Dynamics on Expanding Spaces: Modeling the Emergence of Novelties

  • Vittorio Loreto
  • Vito D. P. Servedio
  • Steven H. Strogatz
  • Francesca Tria
Part of the Lecture Notes in Morphogenesis book series (LECTMORPH)

Abstract

Novelties are part of our daily lives. We constantly adopt new technologies, conceive new ideas, meet new people, and experiment with new situations. Occasionally, we as individual, in a complicated cognitive and sometimes fortuitous process, come up with something that is not only new to us, but to our entire society so that what is a personal novelty can turn into an innovation at a global level.
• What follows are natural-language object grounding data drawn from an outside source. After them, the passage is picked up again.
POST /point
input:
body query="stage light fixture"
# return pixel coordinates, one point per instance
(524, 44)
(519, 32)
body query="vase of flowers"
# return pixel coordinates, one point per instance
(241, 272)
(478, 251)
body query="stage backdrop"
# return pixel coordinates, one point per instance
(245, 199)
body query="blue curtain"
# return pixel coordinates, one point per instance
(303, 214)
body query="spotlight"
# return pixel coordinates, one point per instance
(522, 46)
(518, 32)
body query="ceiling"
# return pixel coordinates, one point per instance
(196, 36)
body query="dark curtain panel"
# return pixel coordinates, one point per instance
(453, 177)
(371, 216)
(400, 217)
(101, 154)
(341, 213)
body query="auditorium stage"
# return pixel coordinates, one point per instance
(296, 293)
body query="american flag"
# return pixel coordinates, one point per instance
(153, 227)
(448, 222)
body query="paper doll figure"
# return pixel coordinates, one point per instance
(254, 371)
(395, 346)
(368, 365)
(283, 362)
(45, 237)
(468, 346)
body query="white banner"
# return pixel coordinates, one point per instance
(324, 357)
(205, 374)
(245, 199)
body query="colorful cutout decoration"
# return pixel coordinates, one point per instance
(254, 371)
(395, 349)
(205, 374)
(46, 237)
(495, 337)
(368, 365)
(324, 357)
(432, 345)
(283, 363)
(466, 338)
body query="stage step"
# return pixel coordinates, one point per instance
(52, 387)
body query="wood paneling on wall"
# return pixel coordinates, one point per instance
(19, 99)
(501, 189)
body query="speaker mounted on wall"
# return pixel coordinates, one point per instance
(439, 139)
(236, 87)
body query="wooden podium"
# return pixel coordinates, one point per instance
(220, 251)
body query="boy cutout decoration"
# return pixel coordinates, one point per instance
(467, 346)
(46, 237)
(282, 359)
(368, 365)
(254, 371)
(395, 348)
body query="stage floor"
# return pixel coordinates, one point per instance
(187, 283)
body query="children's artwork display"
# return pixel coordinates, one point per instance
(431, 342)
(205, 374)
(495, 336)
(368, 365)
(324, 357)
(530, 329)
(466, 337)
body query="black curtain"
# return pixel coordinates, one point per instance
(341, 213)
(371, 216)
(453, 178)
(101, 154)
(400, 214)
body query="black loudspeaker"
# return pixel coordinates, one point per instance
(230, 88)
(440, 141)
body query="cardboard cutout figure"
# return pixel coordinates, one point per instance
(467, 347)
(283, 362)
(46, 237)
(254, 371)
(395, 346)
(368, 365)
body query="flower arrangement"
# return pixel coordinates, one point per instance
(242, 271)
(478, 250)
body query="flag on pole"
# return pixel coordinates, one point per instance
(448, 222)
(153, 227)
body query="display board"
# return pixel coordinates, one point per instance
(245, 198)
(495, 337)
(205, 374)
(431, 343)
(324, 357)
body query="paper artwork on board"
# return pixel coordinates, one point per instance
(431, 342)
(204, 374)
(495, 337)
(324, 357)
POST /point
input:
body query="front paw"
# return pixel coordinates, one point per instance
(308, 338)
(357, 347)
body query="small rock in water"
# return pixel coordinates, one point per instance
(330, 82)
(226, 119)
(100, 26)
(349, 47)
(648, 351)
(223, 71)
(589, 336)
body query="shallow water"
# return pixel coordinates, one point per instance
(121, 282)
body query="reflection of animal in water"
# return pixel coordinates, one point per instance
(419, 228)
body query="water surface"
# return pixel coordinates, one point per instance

Innovations occur throughout social, biological, and technological systems and, though we perceive them as a very natural ingredient of our human experience, little is known about the processes determining their emergence. Still the statistical occurrence of innovations shows striking regularities that represent a starting point to get a deeper insight in the whole phenomenology. This paper represents a small step in that direction, focusing on reviewing the scientific attempts to effectively model the emergence of the new and its regularities, with an emphasis on more recent contributions: from the plain Simon’s model tracing back to the 1950s, to the newest model of Polya’s urn with triggering of one novelty by another. What seems to be key in the successful modeling schemes proposed so far is the idea of looking at evolution as a path in a complex space, physical, conceptual, biological, and technological, whose structure and topology get continuously reshaped and expanded by the occurrence of the new. Mathematically, it is very interesting to look at the consequences of the interplay between the “actual” and the “possible” and this is the aim of this short review.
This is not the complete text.